As the largest LCH clinic in the world, and as the tumor bank for a consortium of LCH clinics performing basic biologic studies in the histiocytic diseases, Texas Children’s Cancer Center is the logical choice to lead this project. We intend to recruit an additional investigator to help us more rapidly achieve our research goals.
Developing Unique Models for Preclinical Drug Screening
A significant obstacle in developing novel therapies for LCH has been the lack of a preclinical model that accurately mimics LCH in humans to predict clinical response. The large number of samples acquired by our laboratory now makes it possible to attempt development cell culture and animal models that may be used to study disease progression and test therapies.
Implementing High Throughout Therapeutic Drug Validation Strategies
Once we have identified potential drug targets using the gene profiling studies described above, we will perform high-throughput studies to validate these possible targets.

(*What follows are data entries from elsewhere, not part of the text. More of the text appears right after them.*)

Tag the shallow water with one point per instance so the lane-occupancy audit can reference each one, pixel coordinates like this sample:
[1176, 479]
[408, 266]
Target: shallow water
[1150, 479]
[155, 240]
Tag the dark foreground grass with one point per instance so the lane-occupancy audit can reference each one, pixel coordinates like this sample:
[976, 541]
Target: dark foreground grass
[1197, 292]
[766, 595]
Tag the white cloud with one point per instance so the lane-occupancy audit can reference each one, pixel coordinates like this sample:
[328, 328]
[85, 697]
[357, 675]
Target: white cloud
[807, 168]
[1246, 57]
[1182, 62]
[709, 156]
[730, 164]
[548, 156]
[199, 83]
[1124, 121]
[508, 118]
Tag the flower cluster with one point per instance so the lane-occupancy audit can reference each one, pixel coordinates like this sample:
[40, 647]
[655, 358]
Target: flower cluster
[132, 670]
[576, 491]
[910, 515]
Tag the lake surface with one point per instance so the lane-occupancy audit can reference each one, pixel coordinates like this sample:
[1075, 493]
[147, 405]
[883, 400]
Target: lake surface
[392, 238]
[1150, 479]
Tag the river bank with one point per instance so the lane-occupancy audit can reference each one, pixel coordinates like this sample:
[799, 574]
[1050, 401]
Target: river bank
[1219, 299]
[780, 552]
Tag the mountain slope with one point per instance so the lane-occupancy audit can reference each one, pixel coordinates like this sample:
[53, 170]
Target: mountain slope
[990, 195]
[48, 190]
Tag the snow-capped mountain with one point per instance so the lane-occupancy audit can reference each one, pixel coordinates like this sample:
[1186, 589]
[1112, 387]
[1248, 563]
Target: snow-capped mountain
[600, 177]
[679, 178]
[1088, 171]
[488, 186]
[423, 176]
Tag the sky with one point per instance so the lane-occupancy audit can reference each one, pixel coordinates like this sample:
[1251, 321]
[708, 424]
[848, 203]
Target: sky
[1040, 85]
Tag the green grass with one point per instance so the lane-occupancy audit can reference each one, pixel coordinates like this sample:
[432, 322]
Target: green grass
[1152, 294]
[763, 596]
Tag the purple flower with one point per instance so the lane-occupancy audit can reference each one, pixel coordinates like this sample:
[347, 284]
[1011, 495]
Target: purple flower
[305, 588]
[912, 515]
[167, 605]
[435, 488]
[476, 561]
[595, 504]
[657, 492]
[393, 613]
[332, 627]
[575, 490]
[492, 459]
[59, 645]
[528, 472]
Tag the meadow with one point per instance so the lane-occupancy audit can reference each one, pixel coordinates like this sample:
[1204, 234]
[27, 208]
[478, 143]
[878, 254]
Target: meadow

For this crucial step, we have the special advantage of being able to use highly sophisticated technologies now available to us through the recent establishment of the John S. Dunn Gulf Coast Consortium for Chemical Genomics. Using this state-of-the-art facility, we propose to use siRNA approaches to independently validate the function of the candidate genes and pathways by either targeted inactivation or by using whole genome siRNA libraries.
We will also use the chemical genomics approach as part of the target validation process. The compounds identified at this stage could be used both as chemical probes to further dissect the pathways and as potential lead compounds in the subsequent drug development phase of the project.